If the tenancy was started or renewed after October 2015, the following conditions also apply:
- The tenancy has started in the previous four months – the notice cannot be served in the first four months of a tenancy
- If the tenant pays rent on a different schedule, then the section 21 notice must adhere to that rental schedule (i.e. giving you three months’ notice to quit if you pay quarterly, rather than two.)
- Tenant can ask for additional information about the property, including energy performance certificate and current gas safety record. If these aren’t produced, you may be able to claim the notice is invalid, but the landlord can re-apply once this information is provided.
- If the tenant has complaints about repairs.
- The last point is important in the current climate of revenge evictions, so there is a more detailed section below.
Repairs and Revenge Evictions
Landlords usually want to make the most money out of their property for the least amount of time and care for tenants. That means that some landlords see repairs as a nuisance. They can look to silence tenants by evicting them, rather than addressing the conditions in the property. Refusing to carry out repairs reported by the tenant may constitute harassment from the landlord, which would invalidate the section 21 notice. If you have been served a notice to quit, and the following has happened, you may have good grounds for claiming it as invalid:
- The tenant has reported issues and repairs in writing to the landlord
- The landlord didn’t deal with the issues
- The landlord refuses to do repairs and maintenance
- The tenant has reported to the council for lack of repairs
- The council has served your landlord with an improvement notice
- The council has served a notice that they would do emergency works
If this is happening, retain evidence of the refusal to carry out repairs; keep copies of all correspondence, which you could print out and put in a file.

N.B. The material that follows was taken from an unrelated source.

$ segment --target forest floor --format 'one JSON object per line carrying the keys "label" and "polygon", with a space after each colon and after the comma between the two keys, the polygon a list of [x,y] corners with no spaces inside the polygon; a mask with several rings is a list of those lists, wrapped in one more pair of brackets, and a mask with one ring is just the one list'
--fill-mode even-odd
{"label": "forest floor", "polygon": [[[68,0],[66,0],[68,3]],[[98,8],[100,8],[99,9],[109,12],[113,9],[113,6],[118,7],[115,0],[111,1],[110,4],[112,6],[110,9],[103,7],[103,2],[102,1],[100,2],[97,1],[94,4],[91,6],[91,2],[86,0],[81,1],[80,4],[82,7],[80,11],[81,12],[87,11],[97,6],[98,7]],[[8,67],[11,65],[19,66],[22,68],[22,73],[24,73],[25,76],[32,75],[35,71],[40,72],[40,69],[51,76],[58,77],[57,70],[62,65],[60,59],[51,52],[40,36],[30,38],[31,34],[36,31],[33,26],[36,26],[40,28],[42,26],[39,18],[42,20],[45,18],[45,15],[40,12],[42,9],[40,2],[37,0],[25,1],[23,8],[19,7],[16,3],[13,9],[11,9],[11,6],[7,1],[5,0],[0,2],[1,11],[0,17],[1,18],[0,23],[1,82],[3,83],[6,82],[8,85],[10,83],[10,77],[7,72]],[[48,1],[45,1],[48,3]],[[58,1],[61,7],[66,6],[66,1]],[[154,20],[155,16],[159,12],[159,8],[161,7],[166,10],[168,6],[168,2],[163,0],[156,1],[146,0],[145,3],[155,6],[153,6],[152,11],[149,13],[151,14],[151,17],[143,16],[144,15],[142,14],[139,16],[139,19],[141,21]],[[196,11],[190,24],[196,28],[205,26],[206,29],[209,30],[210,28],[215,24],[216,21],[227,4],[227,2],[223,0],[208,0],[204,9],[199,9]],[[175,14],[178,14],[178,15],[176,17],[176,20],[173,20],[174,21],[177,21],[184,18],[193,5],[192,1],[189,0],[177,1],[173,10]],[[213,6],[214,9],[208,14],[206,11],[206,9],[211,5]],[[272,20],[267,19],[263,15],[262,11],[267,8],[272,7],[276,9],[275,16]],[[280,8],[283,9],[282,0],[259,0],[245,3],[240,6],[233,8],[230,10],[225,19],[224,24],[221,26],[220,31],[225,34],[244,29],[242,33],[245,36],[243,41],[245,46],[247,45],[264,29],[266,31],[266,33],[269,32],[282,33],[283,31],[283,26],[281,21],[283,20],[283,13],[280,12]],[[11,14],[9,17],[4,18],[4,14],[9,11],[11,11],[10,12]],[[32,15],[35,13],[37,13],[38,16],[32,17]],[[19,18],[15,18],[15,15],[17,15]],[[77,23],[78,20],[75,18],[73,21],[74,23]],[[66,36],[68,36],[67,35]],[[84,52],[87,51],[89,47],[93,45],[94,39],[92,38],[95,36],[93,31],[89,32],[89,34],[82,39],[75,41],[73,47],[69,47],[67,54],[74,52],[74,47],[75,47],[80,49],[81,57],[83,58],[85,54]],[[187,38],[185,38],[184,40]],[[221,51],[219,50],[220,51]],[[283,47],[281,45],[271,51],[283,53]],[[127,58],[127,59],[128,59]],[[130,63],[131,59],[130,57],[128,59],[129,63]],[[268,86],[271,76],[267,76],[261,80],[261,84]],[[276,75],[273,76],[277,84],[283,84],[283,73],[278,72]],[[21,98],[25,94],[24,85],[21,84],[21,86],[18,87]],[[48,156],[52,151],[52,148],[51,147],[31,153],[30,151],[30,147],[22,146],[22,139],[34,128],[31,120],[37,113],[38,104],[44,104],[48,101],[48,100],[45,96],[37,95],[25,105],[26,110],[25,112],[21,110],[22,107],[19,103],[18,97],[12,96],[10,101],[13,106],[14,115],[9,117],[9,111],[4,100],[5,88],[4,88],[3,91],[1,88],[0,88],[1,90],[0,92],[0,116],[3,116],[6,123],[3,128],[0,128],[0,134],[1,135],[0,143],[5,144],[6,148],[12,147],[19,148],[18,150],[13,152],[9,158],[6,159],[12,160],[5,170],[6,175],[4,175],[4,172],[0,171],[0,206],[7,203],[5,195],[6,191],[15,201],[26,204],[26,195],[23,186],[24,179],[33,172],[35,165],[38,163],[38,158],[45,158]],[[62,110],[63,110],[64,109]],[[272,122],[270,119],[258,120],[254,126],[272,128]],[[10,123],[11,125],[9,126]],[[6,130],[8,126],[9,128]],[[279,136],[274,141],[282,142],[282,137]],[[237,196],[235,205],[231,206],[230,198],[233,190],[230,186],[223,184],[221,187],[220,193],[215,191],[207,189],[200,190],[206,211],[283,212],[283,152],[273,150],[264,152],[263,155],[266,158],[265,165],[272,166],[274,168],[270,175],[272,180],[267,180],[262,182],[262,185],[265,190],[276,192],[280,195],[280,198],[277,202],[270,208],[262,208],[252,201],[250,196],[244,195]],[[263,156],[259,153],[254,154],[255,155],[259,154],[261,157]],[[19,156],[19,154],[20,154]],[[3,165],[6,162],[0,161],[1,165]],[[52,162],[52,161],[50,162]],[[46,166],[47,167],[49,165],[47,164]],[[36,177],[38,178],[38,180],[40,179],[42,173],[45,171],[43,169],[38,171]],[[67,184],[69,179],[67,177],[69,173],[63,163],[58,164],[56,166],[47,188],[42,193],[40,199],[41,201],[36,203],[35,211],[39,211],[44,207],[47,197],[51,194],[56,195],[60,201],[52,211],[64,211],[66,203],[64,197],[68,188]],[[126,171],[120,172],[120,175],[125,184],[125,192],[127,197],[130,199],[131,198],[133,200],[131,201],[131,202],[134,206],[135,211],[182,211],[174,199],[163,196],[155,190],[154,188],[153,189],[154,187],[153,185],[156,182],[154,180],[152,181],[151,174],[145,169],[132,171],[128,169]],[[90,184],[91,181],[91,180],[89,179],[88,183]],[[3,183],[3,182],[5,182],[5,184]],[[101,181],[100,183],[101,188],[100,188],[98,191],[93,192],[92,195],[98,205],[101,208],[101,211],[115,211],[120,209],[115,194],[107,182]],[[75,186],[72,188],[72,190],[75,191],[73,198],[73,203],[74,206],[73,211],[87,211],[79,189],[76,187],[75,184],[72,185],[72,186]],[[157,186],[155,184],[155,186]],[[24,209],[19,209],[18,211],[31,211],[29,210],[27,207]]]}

Take pictures and videos of the condition of the property and date them. These may be helpful as evidence to send with a defence form.
There are a number of other things which might constitute harassment from the landlord to the tenant, for instance if a landlord is being insulting or rude towards the tenant, stopping services or removing previously available benefits, or being threatening and anti-social. It is best to try and record instances of this behaviour and seek legal advice about what to do.
After a Section 21 notice is served
If there has been no court challenge, and you remain in the property after two months, the landlord can then apply for a possession order themselves. If a court has already granted a possession order through a hearing, you may have had only two weeks to leave or find another place to live. You don’t have to leave on the day the order states, but after this date the landlord can apply for assistance from the courts to evict you using bailiffs.
You can stay in your home until court officials, bailiffs, come to your house, which will may happen after the date on the possession order, depending upon when (and if) your landlord applies to the courts. You don’t have to let bailiffs in unless it’s to do with criminal fines or tax. They are banned from breaking in, but if you let them in they can take your things. Police officers are not allowed to break in for them unless they have a warrant. If anyone tries to evict you without following the right procedure, they’re committing the criminal offence of illegal eviction. Police often wrongly think unlawful eviction is a civil matter, in fact it’s a criminal one and they have a duty to protect you.